PUC-PR Saúde - Pontifícia Universidade Católica do Paraná — Prova 2026
Após 48h de internação, o paciente mantém quadro grave, evoluindo com piora da perfusão tecidual. Foi realizada gasometria arterial com os seguintes resultados (FiO2 50%): pH: 7,25 pCO2: 30 mmHg HCO3:14 mEq/L Na *: 138 mEq/L K *: 4,2 mEq/L CI : 90 mEq/L Lactato: 5,6 mmol/L Qual o distúrbio gasométrico presente neste paciente?
AG > 12 + Delta-Delta > 2 → Acidose Metabólica AG ↑ + Alcalose Metabólica associada.
Em pacientes graves com acidose metabólica de ânion gap elevado, o cálculo do delta-delta é obrigatório para identificar distúrbios metabólicos concomitantes, como a alcalose metabólica.

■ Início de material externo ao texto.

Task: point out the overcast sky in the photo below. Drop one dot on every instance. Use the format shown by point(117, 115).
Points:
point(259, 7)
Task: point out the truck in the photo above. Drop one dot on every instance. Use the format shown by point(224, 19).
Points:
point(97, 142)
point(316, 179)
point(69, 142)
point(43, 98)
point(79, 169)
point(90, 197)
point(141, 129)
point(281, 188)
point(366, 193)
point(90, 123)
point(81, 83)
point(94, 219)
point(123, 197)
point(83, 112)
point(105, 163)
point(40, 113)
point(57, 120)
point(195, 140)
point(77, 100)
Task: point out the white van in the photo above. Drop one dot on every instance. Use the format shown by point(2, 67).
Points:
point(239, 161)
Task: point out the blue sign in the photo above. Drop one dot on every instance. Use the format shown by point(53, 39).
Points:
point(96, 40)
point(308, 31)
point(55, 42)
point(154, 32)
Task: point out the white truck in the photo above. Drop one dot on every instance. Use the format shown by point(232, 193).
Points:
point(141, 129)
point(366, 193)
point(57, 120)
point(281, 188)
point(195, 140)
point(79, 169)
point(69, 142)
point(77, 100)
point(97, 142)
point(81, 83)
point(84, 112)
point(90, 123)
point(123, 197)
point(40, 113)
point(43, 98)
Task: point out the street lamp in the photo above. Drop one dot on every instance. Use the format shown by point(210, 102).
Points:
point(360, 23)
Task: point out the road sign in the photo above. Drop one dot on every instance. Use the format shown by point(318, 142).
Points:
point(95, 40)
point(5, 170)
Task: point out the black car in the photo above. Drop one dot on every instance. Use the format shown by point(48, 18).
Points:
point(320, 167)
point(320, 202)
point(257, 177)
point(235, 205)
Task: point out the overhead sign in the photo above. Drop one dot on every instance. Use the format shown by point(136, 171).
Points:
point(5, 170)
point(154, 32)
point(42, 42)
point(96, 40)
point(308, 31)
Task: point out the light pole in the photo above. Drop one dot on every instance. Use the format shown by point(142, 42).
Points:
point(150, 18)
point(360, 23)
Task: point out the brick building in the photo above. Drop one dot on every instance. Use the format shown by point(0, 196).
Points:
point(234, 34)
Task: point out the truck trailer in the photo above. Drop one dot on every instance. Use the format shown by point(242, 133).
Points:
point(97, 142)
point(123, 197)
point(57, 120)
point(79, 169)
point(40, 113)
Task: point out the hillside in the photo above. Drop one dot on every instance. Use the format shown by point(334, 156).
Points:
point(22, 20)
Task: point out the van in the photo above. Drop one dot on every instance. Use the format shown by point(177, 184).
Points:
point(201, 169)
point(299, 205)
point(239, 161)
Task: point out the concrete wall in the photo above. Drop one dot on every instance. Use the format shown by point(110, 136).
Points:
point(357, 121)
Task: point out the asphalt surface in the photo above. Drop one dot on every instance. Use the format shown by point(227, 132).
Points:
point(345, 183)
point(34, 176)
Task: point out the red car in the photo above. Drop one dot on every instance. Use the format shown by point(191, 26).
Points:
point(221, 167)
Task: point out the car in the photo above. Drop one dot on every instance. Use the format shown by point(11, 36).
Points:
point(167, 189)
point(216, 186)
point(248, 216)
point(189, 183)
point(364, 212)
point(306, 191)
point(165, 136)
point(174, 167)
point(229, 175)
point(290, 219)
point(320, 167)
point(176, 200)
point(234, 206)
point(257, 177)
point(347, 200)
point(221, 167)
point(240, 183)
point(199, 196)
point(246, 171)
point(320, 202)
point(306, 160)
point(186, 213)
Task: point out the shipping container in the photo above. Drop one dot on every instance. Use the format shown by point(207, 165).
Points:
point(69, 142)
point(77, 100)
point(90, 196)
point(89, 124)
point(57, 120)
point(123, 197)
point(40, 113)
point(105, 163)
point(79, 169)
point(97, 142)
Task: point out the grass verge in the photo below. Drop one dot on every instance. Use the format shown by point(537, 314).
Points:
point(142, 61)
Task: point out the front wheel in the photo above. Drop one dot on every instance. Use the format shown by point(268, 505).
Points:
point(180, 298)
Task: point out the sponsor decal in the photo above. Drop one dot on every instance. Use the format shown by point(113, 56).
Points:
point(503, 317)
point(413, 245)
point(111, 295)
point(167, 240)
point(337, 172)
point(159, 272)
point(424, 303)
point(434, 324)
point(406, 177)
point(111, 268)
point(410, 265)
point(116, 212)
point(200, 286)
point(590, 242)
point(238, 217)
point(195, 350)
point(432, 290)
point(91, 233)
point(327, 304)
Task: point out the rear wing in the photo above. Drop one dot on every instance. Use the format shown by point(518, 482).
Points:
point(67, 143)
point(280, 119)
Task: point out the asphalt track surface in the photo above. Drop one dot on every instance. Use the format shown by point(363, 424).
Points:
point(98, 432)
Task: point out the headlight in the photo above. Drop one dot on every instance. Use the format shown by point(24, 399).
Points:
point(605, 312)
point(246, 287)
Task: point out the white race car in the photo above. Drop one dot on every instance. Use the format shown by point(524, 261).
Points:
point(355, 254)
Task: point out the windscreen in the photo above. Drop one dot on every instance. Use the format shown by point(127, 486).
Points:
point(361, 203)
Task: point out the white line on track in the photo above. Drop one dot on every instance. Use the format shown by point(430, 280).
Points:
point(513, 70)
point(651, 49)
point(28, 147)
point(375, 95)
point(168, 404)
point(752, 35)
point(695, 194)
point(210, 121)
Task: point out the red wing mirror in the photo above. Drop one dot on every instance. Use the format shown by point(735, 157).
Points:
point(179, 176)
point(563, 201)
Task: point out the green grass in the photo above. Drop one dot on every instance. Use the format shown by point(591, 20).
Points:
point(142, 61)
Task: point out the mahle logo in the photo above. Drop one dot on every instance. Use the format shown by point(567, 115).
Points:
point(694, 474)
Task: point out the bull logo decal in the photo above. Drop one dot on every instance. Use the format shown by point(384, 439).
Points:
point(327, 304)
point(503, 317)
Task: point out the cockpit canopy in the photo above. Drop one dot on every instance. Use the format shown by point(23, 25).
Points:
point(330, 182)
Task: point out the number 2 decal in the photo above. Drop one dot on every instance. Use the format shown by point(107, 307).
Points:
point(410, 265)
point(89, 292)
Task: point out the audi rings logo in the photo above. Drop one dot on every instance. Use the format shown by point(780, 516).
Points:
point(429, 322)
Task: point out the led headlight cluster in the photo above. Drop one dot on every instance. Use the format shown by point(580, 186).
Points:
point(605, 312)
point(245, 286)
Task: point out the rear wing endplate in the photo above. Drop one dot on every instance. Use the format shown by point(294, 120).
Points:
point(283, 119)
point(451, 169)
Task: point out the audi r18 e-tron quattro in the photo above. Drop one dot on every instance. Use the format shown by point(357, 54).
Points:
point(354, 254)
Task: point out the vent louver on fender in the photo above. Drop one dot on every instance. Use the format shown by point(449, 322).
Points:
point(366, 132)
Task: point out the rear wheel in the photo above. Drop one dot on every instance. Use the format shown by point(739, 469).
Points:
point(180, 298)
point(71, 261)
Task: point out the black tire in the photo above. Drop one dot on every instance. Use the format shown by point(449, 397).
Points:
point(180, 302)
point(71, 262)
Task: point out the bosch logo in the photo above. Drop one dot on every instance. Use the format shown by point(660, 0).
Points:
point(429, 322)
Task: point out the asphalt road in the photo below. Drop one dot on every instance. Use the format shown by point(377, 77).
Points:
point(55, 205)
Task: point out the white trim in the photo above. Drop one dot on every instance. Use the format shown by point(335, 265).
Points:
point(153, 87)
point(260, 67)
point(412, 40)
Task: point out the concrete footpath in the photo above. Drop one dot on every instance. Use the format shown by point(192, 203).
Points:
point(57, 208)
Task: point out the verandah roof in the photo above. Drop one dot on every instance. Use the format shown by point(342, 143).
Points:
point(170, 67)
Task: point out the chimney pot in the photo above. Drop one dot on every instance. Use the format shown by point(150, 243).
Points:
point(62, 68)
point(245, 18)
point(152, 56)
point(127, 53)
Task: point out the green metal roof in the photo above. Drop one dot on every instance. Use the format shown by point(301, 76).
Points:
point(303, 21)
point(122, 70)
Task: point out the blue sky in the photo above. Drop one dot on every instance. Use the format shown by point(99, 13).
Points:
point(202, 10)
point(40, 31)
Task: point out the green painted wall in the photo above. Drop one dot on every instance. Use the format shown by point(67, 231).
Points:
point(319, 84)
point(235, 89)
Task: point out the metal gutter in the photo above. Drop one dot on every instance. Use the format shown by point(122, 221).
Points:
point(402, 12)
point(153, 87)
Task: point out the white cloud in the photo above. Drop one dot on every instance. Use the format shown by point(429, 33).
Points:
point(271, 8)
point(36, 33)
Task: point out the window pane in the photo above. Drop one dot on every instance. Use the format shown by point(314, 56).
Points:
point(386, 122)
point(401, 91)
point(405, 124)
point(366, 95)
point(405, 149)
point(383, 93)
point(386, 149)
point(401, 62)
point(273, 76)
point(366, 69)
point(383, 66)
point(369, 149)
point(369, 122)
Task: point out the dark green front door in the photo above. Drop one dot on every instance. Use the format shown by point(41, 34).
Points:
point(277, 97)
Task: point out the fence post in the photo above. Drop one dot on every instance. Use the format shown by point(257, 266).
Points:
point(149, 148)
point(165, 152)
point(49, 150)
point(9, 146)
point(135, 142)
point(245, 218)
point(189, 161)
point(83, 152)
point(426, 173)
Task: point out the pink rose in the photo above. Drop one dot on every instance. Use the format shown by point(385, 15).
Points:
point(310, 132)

A análise gasométrica em pacientes críticos exige uma abordagem sistemática. Primeiro, avalia-se o pH para definir acidemia ou alcalemia. Em seguida, observa-se o componente metabólico (HCO3) e respiratório (pCO2). No caso de acidose metabólica, o cálculo do Ânion Gap (AG) é o próximo passo. Neste paciente, o AG é 34 (138 - [90+14]), confirmando acidose de AG elevado (provavelmente por lactato de 5,6). Para refinar o diagnóstico, aplica-se o Delta-Delta: (34 - 12) / (24 - 14) = 22 / 10 = 2,2. Valores acima de 1,6 a 2,0 sugerem fortemente uma alcalose metabólica sobreposta. A pCO2 de 30 mmHg está dentro da faixa de compensação esperada (Winter: 1,5 * 14 + 8 = 29 +/- 2), descartando distúrbio respiratório primário adicional.
O Ânion Gap (AG) é calculado pela fórmula Na - (Cl + HCO3). O valor de referência normal situa-se entre 8 e 12 mEq/L. Um AG elevado indica a presença de ânions não mensurados, como lactato, cetoácidos ou toxinas, sendo fundamental para diferenciar as causas de acidose metabólica.
A relação Delta-Delta compara o aumento do ânion gap (AG atual - 12) com a queda do bicarbonato (24 - HCO3 atual). Se o resultado for maior que 2, significa que o bicarbonato está mais alto do que o esperado para aquele nível de acidose, indicando uma alcalose metabólica associada.
A presença de alcalose metabólica concomitante pode ocorrer por perdas gástricas (vômitos/sonda nasogástrica) ou uso de diuréticos. Identificá-la é crucial pois ela pode 'mascarar' a gravidade da acidose ao elevar artificialmente o pH, retardando o reconhecimento da hipoperfusão tecidual.